Francisco Cancino is happy. This was clear in his new show, which opened with a scarlet red blouse and pants set, followed by another look in Mexican pink, and a third in orange. The collection’s festive tone and joy were unmistakable.
“Plateros,” as he named the collection, is the third in a series of four dedicated to Mexico City—following “The First Mexicans,” and “Diego.” The Chiapas-born designer was inspired by the emblematic Maderos street, a “historic street, with all the cultural confluence of our Mexico: guerrillas, revolutions, good times, bad times, happy years, not-so happy years,” Cancino explained backstage. “It is a street that describes, in depth, Mexico City.”

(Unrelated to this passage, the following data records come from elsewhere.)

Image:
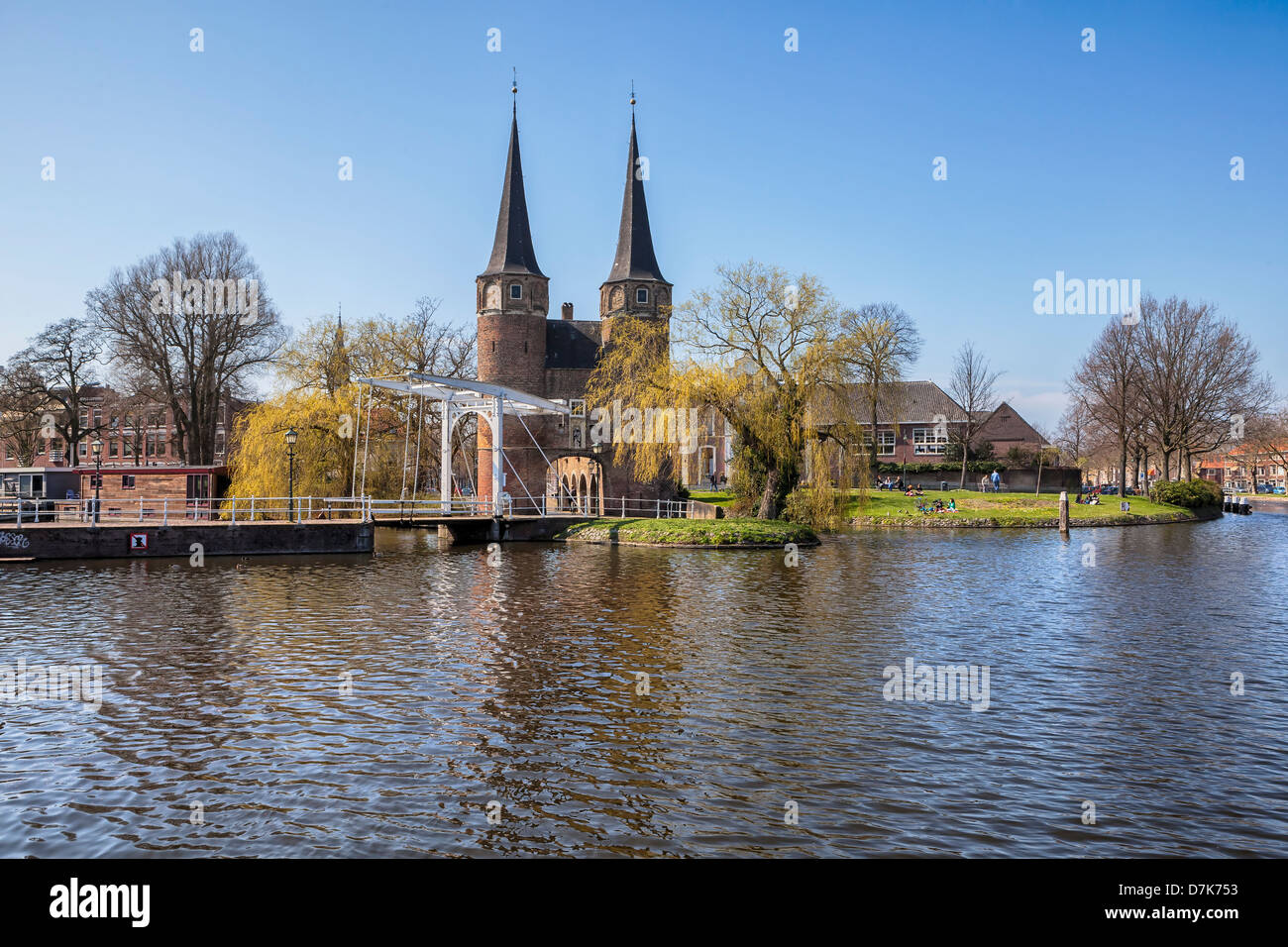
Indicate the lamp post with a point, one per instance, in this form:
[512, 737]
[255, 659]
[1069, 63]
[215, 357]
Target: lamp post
[97, 447]
[291, 437]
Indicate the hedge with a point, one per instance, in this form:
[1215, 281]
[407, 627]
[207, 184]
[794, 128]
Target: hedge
[1188, 493]
[921, 470]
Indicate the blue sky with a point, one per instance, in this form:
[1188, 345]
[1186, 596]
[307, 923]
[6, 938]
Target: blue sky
[1112, 163]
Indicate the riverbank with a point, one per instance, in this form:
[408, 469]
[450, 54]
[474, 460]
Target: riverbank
[1003, 510]
[704, 534]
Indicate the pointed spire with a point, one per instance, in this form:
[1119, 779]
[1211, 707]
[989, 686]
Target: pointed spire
[513, 250]
[635, 258]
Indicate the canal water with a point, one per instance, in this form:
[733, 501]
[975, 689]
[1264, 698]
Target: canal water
[426, 702]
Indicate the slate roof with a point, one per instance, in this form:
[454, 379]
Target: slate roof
[635, 258]
[572, 343]
[511, 249]
[907, 402]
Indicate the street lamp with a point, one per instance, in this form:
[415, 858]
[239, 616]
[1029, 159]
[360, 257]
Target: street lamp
[97, 447]
[291, 437]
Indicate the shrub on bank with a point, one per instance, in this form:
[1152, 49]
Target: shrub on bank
[818, 508]
[690, 532]
[939, 468]
[1188, 493]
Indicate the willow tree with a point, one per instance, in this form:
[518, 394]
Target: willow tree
[764, 351]
[318, 395]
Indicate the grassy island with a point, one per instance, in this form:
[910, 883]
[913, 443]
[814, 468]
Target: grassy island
[1013, 509]
[709, 534]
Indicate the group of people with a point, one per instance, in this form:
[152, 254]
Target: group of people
[939, 506]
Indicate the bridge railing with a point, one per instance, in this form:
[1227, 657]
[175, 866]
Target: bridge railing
[165, 510]
[248, 509]
[610, 506]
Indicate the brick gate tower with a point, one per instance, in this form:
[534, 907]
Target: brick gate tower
[520, 348]
[513, 300]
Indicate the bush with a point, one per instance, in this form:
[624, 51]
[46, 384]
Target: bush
[1188, 493]
[926, 470]
[818, 508]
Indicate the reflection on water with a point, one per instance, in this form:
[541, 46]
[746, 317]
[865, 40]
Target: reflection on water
[223, 686]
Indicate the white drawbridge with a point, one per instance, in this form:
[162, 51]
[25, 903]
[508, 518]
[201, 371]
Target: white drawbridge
[458, 398]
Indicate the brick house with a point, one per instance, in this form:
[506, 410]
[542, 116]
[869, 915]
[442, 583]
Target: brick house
[917, 421]
[140, 455]
[185, 488]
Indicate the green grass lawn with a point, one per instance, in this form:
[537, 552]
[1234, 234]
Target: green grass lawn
[691, 532]
[887, 508]
[719, 497]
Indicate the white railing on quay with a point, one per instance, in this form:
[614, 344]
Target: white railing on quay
[249, 509]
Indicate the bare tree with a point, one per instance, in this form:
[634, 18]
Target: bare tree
[1073, 432]
[1199, 379]
[973, 385]
[24, 412]
[59, 369]
[880, 342]
[172, 318]
[1108, 379]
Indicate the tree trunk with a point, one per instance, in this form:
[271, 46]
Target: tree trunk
[875, 449]
[771, 501]
[1122, 468]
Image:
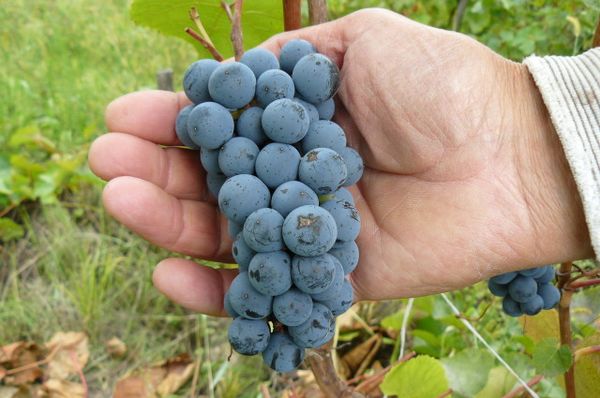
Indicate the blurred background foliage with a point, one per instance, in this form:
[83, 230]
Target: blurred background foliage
[65, 265]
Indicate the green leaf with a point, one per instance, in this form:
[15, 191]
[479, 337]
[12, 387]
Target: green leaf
[260, 20]
[422, 377]
[10, 230]
[551, 359]
[468, 370]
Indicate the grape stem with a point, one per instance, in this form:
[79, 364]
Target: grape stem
[564, 321]
[211, 49]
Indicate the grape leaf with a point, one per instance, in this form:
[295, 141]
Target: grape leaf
[422, 377]
[260, 20]
[468, 370]
[551, 359]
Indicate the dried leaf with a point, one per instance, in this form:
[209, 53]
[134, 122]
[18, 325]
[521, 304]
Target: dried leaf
[71, 356]
[115, 347]
[56, 388]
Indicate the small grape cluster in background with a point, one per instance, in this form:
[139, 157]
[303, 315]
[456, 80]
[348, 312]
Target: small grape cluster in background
[526, 292]
[278, 166]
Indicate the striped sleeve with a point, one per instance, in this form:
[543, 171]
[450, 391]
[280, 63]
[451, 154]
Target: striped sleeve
[570, 87]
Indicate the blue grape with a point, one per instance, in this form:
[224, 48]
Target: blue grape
[313, 274]
[504, 279]
[326, 109]
[285, 120]
[277, 163]
[550, 294]
[270, 273]
[210, 125]
[314, 329]
[241, 195]
[336, 286]
[248, 336]
[238, 156]
[522, 288]
[323, 170]
[316, 78]
[195, 80]
[282, 354]
[511, 307]
[341, 302]
[293, 307]
[181, 127]
[210, 160]
[259, 60]
[249, 125]
[532, 306]
[496, 289]
[214, 183]
[227, 306]
[347, 253]
[347, 219]
[272, 85]
[242, 253]
[548, 275]
[535, 273]
[247, 301]
[354, 165]
[262, 230]
[313, 113]
[232, 85]
[233, 228]
[324, 134]
[292, 51]
[309, 231]
[291, 195]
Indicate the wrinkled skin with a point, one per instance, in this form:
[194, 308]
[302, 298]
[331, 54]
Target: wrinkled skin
[465, 177]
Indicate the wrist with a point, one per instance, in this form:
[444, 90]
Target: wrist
[547, 183]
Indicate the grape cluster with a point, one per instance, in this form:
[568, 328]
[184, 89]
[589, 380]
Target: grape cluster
[526, 292]
[278, 166]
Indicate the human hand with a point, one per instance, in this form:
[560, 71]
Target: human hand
[465, 177]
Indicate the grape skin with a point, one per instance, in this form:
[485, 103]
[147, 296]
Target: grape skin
[277, 163]
[232, 85]
[313, 274]
[238, 156]
[292, 51]
[316, 78]
[242, 253]
[285, 121]
[262, 230]
[259, 60]
[323, 170]
[309, 231]
[195, 80]
[247, 336]
[347, 253]
[282, 354]
[241, 195]
[293, 307]
[291, 195]
[354, 165]
[347, 219]
[325, 134]
[272, 85]
[249, 125]
[210, 125]
[247, 301]
[181, 127]
[270, 273]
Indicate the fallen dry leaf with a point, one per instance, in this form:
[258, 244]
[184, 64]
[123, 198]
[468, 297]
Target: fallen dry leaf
[116, 348]
[158, 380]
[56, 388]
[72, 353]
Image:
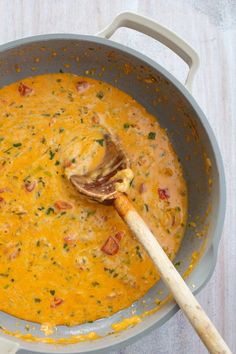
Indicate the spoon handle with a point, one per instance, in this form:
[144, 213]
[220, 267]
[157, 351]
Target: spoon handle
[172, 279]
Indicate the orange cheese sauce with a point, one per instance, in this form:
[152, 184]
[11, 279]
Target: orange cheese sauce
[56, 264]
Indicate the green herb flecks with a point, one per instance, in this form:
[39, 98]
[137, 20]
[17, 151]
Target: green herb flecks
[17, 144]
[50, 211]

This was a maximalist collection. The sum of references, layers, and textures gave life to pieces with plenty of movement, like tied skirts that danced with each step, “a rhetorical study of pattern making,” as the designer described them.
Cancino’s aesthetic is typically characterized by clean finishes and the simplification of traditional Mexican clothing. Of course, elements of his signature style were present, particularly in the vests that at first glance seemed to nod to Japanese design, but were a reference to the traditional clothing of his country. “The confluence of traditional patterns; the huipil, the quexquémitl, and all of that, is part of a hegemonic minimalism that emerged in various parts of the world,” he explained. “It is very similar to the Japanese, but to me, it comes from the Mexican. What happens is that there is a point in the primitive in which they [all] coincide.”
Passion was a word Cancino kept returning to. During a year that’s been widely regarded as difficult for many in the industry, his passion for the craft of making clothes remains very much alive; and the very act of presenting a new collection was a triumph. If there’s one force that continues to propel Latin American brands today, it is certainly this one.